Die gezeichnete Serie? Ich erinnere mich dunkel, dass es da auch ein oder zwei Pilotfolgen mit beinahe Filmlänge gab, oder?


----------



## Two-Face (17. Juni 2019)

*AW: Was ist eure persönliche Star Wars Rangliste aller bisherigen Filme?*



Krautmausch schrieb:


> Die gezeichnete Serie? Ich erinnere mich dunkel, dass es da auch ein oder zwei Pilotfolgen mit beinahe Filmlänge gab, oder?


Nö, das war eine Miniserie, bestehend aus drei Staffeln, auf DVD zusammengefasst in zwei Kurzfilme á 60 Minuten.

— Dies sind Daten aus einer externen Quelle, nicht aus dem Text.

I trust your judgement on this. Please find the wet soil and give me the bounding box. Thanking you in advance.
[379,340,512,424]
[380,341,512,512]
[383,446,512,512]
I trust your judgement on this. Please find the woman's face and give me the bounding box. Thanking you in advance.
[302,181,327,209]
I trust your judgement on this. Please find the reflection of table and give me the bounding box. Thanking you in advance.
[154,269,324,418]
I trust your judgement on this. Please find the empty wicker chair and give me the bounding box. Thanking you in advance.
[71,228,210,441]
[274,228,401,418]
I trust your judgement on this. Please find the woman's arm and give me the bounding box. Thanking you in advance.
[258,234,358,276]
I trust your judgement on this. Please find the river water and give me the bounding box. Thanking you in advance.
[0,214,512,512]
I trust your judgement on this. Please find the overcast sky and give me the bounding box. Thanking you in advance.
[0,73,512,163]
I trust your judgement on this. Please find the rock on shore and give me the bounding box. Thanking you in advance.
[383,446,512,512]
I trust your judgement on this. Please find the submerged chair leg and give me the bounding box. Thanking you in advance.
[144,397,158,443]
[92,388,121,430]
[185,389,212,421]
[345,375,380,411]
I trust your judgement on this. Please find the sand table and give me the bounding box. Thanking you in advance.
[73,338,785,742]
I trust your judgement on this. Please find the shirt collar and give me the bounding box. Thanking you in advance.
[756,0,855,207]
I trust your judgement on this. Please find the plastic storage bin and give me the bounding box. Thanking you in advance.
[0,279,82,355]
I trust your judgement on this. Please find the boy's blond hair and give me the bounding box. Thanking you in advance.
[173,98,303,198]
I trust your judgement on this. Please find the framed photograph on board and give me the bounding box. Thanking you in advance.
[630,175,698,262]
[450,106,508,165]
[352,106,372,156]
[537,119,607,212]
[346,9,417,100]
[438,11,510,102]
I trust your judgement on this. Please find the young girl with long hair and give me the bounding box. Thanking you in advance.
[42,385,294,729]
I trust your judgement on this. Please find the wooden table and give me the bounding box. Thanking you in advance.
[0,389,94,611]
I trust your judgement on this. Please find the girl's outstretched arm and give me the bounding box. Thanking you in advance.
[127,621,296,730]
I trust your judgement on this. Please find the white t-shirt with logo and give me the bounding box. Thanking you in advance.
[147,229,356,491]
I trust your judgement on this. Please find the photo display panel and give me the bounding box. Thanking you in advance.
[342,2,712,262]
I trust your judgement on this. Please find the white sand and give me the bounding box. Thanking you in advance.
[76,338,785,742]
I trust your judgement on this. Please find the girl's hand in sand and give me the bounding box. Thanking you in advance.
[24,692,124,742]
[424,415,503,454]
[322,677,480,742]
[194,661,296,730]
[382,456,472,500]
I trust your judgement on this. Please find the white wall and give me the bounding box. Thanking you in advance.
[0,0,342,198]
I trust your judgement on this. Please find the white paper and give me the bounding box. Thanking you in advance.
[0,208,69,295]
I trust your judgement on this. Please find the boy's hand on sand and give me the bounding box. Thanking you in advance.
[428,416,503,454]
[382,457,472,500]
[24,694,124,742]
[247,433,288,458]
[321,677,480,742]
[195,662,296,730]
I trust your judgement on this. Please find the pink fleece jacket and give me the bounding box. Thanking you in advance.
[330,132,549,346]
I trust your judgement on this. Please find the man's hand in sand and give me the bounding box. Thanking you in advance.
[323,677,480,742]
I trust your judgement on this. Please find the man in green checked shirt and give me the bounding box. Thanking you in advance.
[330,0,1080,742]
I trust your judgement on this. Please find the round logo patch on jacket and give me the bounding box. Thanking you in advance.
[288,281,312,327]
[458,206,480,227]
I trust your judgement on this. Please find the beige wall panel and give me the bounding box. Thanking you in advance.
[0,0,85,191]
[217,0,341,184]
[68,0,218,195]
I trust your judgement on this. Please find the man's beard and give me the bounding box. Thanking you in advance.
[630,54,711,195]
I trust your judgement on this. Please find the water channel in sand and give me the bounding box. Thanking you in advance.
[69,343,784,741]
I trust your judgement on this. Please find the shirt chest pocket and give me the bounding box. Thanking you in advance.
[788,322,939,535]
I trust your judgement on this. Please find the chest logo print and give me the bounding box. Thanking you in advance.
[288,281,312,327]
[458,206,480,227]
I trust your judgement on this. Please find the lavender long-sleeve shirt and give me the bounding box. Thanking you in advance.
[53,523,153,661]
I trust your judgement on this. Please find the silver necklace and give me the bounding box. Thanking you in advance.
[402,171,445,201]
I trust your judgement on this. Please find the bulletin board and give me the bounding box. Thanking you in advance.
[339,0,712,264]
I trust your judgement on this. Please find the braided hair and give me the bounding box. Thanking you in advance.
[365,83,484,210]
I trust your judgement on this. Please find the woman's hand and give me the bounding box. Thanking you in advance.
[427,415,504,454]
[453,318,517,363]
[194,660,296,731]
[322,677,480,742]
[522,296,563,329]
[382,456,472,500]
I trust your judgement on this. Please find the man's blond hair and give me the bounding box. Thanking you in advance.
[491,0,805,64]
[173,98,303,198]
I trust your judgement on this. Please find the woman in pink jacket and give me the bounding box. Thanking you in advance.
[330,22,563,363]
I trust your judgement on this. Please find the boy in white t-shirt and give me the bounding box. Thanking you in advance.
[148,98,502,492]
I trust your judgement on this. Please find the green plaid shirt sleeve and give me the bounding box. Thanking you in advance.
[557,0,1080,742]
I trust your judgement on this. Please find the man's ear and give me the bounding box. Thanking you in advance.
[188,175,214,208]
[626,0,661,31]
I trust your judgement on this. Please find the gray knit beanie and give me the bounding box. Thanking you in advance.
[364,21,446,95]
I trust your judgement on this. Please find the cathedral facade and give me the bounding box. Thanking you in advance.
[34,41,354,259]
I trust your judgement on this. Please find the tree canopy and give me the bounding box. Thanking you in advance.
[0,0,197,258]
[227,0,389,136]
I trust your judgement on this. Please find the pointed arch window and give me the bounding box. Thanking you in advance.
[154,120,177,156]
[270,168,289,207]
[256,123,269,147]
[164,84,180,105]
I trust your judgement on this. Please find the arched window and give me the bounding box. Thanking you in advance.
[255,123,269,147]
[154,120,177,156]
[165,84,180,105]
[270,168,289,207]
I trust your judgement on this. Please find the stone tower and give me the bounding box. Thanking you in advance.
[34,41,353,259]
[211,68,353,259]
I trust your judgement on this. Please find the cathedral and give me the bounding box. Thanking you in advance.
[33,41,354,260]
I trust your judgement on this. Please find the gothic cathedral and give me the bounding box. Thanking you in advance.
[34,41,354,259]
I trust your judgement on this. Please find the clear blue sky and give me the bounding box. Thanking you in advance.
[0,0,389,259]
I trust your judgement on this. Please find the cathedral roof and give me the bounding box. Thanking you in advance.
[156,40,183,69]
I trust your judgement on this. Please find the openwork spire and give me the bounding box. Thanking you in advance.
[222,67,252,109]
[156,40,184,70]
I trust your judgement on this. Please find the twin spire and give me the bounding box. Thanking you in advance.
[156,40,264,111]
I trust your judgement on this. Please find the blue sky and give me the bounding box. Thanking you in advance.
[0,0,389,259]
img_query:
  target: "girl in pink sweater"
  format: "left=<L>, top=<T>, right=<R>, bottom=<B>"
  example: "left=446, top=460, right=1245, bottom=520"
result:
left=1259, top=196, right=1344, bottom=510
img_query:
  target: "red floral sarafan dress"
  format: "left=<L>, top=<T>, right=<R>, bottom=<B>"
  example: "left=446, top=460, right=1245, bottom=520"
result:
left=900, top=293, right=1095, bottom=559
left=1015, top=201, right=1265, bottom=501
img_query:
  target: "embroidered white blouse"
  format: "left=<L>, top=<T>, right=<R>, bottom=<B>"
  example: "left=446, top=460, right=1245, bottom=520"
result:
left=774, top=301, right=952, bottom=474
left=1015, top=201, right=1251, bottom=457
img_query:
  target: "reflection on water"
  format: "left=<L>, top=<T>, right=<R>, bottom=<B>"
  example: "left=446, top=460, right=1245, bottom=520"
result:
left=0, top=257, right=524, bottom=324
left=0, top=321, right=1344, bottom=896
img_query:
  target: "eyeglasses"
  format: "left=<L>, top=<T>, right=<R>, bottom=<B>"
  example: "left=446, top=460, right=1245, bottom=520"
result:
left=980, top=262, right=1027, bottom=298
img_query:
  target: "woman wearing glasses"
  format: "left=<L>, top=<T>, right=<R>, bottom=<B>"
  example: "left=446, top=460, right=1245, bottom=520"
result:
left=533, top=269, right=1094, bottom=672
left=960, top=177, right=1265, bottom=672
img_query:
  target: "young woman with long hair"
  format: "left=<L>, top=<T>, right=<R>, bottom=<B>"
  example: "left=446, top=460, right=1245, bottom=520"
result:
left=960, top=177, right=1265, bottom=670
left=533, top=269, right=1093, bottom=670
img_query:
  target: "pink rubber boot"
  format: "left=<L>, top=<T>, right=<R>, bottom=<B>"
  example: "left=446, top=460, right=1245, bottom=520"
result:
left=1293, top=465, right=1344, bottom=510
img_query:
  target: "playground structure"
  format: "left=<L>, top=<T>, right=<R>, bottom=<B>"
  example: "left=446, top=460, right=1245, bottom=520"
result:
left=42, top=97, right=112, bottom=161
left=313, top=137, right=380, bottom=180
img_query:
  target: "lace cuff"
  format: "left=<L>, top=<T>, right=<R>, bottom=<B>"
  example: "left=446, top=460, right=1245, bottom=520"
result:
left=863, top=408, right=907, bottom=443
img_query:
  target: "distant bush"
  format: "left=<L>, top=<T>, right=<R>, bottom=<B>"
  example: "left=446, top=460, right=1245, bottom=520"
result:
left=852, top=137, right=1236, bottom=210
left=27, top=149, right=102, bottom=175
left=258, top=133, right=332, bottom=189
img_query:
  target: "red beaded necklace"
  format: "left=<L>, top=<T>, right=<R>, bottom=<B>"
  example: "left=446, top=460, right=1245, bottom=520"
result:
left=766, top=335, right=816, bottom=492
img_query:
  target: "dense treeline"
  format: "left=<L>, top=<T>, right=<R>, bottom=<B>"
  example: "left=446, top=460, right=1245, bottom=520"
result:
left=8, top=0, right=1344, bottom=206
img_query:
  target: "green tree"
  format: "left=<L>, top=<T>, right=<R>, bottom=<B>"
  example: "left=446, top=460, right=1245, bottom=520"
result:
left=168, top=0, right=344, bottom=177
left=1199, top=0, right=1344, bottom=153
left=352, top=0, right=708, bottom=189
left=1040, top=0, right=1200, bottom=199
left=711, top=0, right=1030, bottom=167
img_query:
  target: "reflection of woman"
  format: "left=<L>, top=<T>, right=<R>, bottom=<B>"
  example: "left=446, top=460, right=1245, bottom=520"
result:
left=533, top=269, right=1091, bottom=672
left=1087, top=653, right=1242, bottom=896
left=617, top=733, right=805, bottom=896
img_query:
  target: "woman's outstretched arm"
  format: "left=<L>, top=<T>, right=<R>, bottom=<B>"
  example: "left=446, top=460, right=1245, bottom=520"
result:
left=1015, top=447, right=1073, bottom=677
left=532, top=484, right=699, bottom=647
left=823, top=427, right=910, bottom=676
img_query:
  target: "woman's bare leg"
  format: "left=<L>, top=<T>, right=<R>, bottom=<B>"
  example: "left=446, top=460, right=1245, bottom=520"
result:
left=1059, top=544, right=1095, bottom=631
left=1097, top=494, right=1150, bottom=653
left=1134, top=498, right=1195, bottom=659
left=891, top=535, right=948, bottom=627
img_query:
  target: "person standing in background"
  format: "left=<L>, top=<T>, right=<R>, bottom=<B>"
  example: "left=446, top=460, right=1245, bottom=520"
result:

Davon gab's auch Ableger im Comicformat. Laut Disney aber nicht mehr kanonisch. Mir aber scheißegal.


----------



## Krautmausch (17. Juni 2019)

*AW: Was ist eure persönliche Star Wars Rangliste aller bisherigen Filme?*



Two-Face schrieb:


> Nö, das war eine Miniserie, bestehend aus drei Staffeln, auf DVD zusammengefasst in zwei Kurzfilme á 60 Minuten.



Ahja, so war das. Lange her ist's.


----------



## DasBorgkollektiv (17. Juni 2019)

*AW: Was ist eure persönliche Star Wars Rangliste aller bisherigen Filme?*

Gab es zu den Ewoks nicht auch eine Serie? Oder wurde die vorher eingestellt?


----------



## RyzA (17. Juni 2019)

*AW: Was ist eure persönliche Star Wars Rangliste aller bisherigen Filme?*



DasBorgkollektiv schrieb:


> Gab es zu den Ewoks nicht auch eine Serie? Oder wurde die vorher eingestellt?


Ja gab es: Die Ewoks – Wikipedia


----------



## leaf348 (18. Juni 2019)

*AW: Was ist eure persönliche Star Wars Rangliste aller bisherigen Filme?*

5
8 (Wobei ich mir ehrlicherweise den Kamel-Pferde-Part nicht geben kann)
4
6
Rogue
Solo
3
1 (war auch mein erster im Kino)
2 (wurde mit jedem Jahr schlechter, wobei ich Obis Detektiv-Part immer noch sehr mag)


----------



## masterX244 (20. Juni 2019)

*AW: Was ist eure persönliche Star Wars Rangliste aller bisherigen Filme?*



leaf348 schrieb:


> 5
> 8 (Wobei ich mir ehrlicherweise den Kamel-Pferde-Part nicht geben kann)
> 4
> 6
> ...



Fehlt da nicht die 7 irgendwo?


----------



## DasBorgkollektiv (20. Juni 2019)

*AW: Was ist eure persönliche Star Wars Rangliste aller bisherigen Filme?*



masterX244 schrieb:


> Fehlt da nicht die 7 irgendwo?



Da der Film letztendlich eine Episode 4 -Kopie ist, ist er vielleicht auch da zu verorten.


----------



## RyzA (24. Dezember 2019)

*AW: Was ist eure persönliche Star Wars Rangliste aller bisherigen Filme?*



RyzA schrieb:


> So sind es genau 10 Filme und eine Top-Ten.
> Wenn 9 lief kann ich ja ein Update machen. Vielleicht wird der ja wieder besser als 8.


Tja, Teil 9 ist nicht wirklich besser.
Und in meine Top 10 schafft er es auch nicht.


----------